16. Rice (Cooked And Cooled)
Leftover rice? Mix into your shake. Rice is a classic clean carb, ideal for adding size when you've got room to gain. Add cooled, cooked rice for a quick energy boost and a texture upgrade. It's mild in flavor but high in calories and easy on the stomach, so it's great for post-workout shakes that support growth.
17. Tofu (Silken Or Soft)
Silken tofu is like the stealth ninja of protein shake ingredients. It vanishes into the blend, leaving behind a thick texture and a dose of plant-based protein. It’s also rich in iron and calcium—great for dairy-free gainers looking for extra oomph.
18. Dates
Dates bring natural sugar, fiber, vitamins, minerals, and fast-burning carbs to your shake, ideal for pre-or post-workout fueling. With around 130 calories in just two Medjool dates, they offer energy and sweetness that blend beautifully with nut butter.
19. Dried Figs
Dried figs add fiber, iron, protein, and subtle sweetness to your blend.
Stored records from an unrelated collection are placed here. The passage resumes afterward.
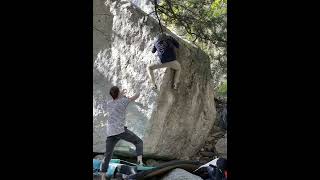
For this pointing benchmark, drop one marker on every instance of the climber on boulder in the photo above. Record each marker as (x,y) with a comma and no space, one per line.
(116,129)
(165,45)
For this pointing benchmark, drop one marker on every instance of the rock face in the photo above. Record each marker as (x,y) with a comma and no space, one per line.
(180,174)
(172,123)
(221,147)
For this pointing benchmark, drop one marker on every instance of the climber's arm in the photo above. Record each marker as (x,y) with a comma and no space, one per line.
(133,98)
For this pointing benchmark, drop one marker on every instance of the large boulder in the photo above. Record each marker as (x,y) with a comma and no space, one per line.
(221,147)
(180,174)
(172,123)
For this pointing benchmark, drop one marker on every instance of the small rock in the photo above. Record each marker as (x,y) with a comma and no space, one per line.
(210,147)
(218,134)
(207,154)
(221,147)
(152,162)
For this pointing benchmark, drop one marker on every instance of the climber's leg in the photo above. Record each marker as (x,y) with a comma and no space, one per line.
(134,139)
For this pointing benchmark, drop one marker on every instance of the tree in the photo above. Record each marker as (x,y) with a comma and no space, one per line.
(204,22)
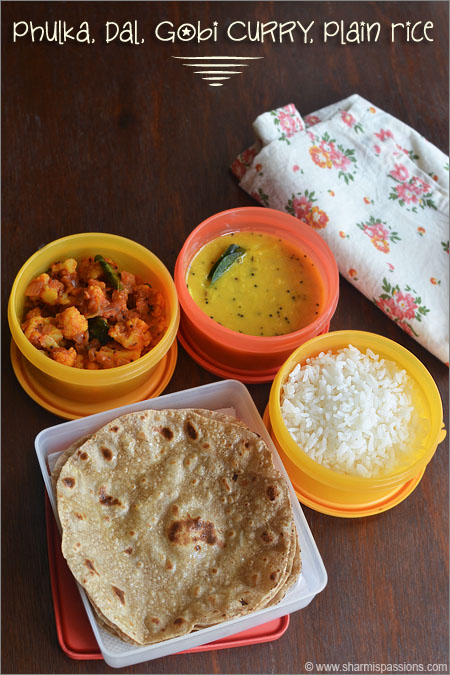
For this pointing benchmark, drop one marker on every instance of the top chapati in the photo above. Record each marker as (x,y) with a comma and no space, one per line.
(173,520)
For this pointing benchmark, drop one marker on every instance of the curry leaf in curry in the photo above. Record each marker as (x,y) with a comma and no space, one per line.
(109,272)
(225,261)
(98,329)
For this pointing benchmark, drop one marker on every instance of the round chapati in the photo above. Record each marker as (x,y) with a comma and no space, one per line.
(173,520)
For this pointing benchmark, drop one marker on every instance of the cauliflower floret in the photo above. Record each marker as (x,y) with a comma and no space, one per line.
(45,289)
(74,325)
(88,269)
(65,356)
(95,302)
(42,332)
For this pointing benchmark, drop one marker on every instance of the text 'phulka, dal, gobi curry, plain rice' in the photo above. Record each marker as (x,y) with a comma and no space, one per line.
(174,520)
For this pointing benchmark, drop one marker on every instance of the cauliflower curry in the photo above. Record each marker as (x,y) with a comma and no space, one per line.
(89,315)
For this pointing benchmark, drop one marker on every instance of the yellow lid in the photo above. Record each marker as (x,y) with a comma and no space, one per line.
(337,504)
(70,409)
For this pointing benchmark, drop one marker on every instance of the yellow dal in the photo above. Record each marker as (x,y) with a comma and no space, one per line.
(274,289)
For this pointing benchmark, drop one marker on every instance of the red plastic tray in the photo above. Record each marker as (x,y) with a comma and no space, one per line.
(74,631)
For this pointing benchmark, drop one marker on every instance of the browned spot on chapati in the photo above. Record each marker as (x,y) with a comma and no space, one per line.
(90,565)
(120,594)
(191,430)
(107,500)
(107,454)
(272,492)
(183,532)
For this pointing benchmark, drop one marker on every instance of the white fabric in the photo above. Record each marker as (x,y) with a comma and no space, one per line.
(376,191)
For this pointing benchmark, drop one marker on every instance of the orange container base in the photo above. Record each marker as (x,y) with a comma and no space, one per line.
(74,632)
(70,409)
(334,507)
(206,361)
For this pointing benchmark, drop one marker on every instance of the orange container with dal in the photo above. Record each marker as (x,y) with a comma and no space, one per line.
(73,392)
(228,353)
(351,496)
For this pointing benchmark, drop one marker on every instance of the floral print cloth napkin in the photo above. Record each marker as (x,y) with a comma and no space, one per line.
(376,191)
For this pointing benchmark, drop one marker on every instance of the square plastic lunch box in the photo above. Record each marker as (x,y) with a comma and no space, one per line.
(230,395)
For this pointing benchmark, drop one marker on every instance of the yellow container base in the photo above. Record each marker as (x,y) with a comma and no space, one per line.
(346,510)
(71,410)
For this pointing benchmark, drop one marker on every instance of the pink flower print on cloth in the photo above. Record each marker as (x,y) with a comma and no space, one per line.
(367,195)
(380,234)
(288,121)
(410,190)
(401,306)
(326,154)
(310,120)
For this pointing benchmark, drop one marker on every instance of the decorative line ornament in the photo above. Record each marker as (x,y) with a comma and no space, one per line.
(221,66)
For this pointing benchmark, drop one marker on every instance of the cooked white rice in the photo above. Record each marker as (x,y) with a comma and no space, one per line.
(350,411)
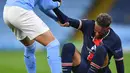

Soak them briefly before blending to soften them, then drop them in for a mineral-rich, bone-supportive boost. They’re a great way to bulk up your carb intake while adding a jammy flavor to your shake.
20. Acai Berry Powder Or Pulp
Acai delivers antioxidants and a deep berry flavor without excess sugar. It supports recovery and blood flow, lowers blood sugar, and enhances cell health, which is key when training hard. Go for unsweetened pulp or powder to keep your shake lean while packing a performance punch.